Nos echamos al agua. Mis oraciones debieron de ser eficaces, porque llegamos a la otra orilla sin incidentes y salimos del río chorreando.

—Ahora a Livingstone. Es duro el camino, me temo. Y el llevar la ropa mojada no nos ayudará. Pero hay que hacerlo.

Aquella caminata fue una verdadera pesadilla. La falda mojada me azotaba las piernas y se adhería al pie. Las espinas no tardaron en hacerme trizas las medias. Por fin me detuve, completamente agotada. Enrique volvió a mi lado.

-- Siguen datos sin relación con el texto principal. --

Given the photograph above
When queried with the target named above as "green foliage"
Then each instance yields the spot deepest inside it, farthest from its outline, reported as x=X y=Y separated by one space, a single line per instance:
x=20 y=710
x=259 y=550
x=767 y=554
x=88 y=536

—Animo, querida. Te llevaré un poco.

Así entré en Livingstone... echada a un hombro como un saco de patatas. No sé cómo pudo conmigo tanto rato y por semejante camino. Empezaba a rayar la aurora. El amigo de Enrique era un joven de veinte años, propietario de una tienda de curiosidades indígenas. Se llamaba Ned
[8]
. Quizá tuviera otro nombre, pero yo jamás lo oí. No pareció sorprenderse lo más mínimo al ver entrar a Enrique chorreando y con una mujer, no menos calada, de la mano. Los hombres son maravillosos.

Nos dio de comer, y café caliente, y nos puso a secar la ropa mientras nos envolvíamos en mantas de Manchester, de colores chillones. En la minúscula trastienda no corríamos el menor peligro de ser vistos, mientras iba él a investigar qué había sido de sir Eustace y sus amigos, y averiguar si había quedado alguno de ellos en el hotel.

Fue entonces cuando le informé a Enrique que nada del mundo me induciría a ir a Beira. Jamás había tenido la menor intención de ir de todas formas. Ahora por añadidura, toda razón de marchar allí había desaparecido. El objeto del plan había sido conseguir que mis amigos siguieran creyéndome muerta. Ahora que sabían que no lo estaba, de nada serviría que marchase a Beira. Ningún trabajo les costaría seguirme hasta allí y asesinarme tranquilamente. No tendría a nadie que me protegiera. Se acordó, por fin, que me reuniera con Susana, donde quiera que se encontrase, y que dedicara todas mis energías a cuidarme. No debía, con pretexto alguno, buscar aventuras ni intentar dar jaque al «Coronel».

Mi obligación era permanecer tranquilamente al lado de Susana y aguardar instrucciones de Enrique. Los diamantes habían de depositarse en el Banco de Kimberley a nombre de Parker.

—Hay otra cosa —dije pensativa—; debiéramos tener una clave o algo así. No conviene correr el riesgo de que se nos vuelva a engañar con mensajes falsos.

—Eso es muy fácil. Todo mensaje que proceda genuinamente de mi, contendrá la conjunción «y» tachada.

—Todo lo que no lleve la marca registrada es una burda imitación —murmuré—. ¿Y los telegramas?

—Cualquier telegrama mío irá firmado por «Andy».

—El tren llegará pronto ya, Enrique —dijo Ned, asomando la cabeza y volviéndola a retirar inmediatamente.

Me puse en pie.

—Y, ¿he de casarme con un hombre formal, bueno y trabajador si lo encuentro? —pregunté, humildemente.

—¡Dios! —exclamó—: Como llegues a casarte alguna vez con uno que no sea yo, Anita, le retuerzo el pescuezo. En cuanto a ti...

—¿Qué? —pregunté, agradablemente excitada en espera de su respuesta.

—¡Te llevaré conmigo y no dejaré un hueso sano en tu cuerpo!

—¡Qué marido más delicioso he escogido! —murmuré satíricamente— Y, ¡cómo cambia de opinión de la noche a la mañana!